LACK OF RECURRING REVENUE 

Aviation analysts told TODAY that while flights-to-nowhere could generate short-term revenue for SIA, there were downsides such as the lack of recurring revenue and a hit to its corporate image.

Mr David Leo, an aviation veteran with three decades in the industry, said that launching flights-to-nowhere would dent SIA’s image in a period where there is heightened awareness of environmental issues.

“It would not be good for SIA’s corporate image as the proposition is likely to invite criticism from environmentally conscious groups, and smacks of insincerity and hypocrisy,” Mr Leo said, referring to pledges made by SIA to reduce its carbon footprint such as investing in more fuel-efficient aircraft.

Independent aviation analyst Brendan Sobie noted that other national airline carriers such as Royal Brunei Airlines and Japanese carrier All Nippon Airways have pushed out flights-to-nowhere, and that airlines would consider this plan if there was interest in the market. It would be an opportunity for SIA to utilise its aircraft and deploy its crew, while generating revenue at the same time. 

However, the best way forward would be for the Government to open up more green lanes for leisure travel so that SIA can resume more flights, making flights-to-nowhere unnecessary, he added.

Echoing Mr Sobie’s sentiments, Mr Priveen Raj Naidu, also an independent analyst, said that flights-to-nowhere are a way for SIA to “flip the cost (of under-utilised flights) into revenue”.
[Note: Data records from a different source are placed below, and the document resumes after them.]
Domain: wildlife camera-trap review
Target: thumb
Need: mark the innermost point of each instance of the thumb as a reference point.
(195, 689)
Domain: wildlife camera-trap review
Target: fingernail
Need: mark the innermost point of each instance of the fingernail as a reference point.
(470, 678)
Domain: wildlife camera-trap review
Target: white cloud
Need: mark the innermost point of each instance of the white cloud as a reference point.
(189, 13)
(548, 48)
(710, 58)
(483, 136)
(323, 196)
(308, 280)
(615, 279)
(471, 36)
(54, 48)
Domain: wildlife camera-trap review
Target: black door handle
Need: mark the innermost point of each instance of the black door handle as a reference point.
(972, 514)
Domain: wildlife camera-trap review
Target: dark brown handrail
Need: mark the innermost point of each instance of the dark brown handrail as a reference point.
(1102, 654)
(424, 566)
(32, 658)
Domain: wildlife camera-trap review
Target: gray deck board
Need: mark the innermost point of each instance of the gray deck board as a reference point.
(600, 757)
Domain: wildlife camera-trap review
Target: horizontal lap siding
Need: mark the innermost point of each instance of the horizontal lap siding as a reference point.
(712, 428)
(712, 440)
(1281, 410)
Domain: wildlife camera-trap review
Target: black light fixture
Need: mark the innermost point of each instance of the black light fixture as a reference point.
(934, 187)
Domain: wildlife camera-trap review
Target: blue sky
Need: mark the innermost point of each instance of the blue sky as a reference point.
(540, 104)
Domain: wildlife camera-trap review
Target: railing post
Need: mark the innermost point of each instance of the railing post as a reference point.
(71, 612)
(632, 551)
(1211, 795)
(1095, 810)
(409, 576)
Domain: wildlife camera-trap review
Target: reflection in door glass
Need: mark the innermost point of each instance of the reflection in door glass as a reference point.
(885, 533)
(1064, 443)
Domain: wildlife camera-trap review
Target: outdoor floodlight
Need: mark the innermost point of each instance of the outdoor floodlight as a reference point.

However, passengers may find it inconvenient to adhere to the strict safety measures for Covid-19, such as having to wear masks and gloves on the plane, despite the novelty of the experience.

From a business perspective, it would also not generate recurring revenue since people are unlikely to go on multiple flights.

Commenting on some of the proposals put forth by the public, Mr Naidu said that an airline-themed dining experience could be more appealing to consumers.

Conducting tours of the plane would also be an opportunity for SIA to allay passenger concerns over the risks of contracting Covid-19 on a flight in future.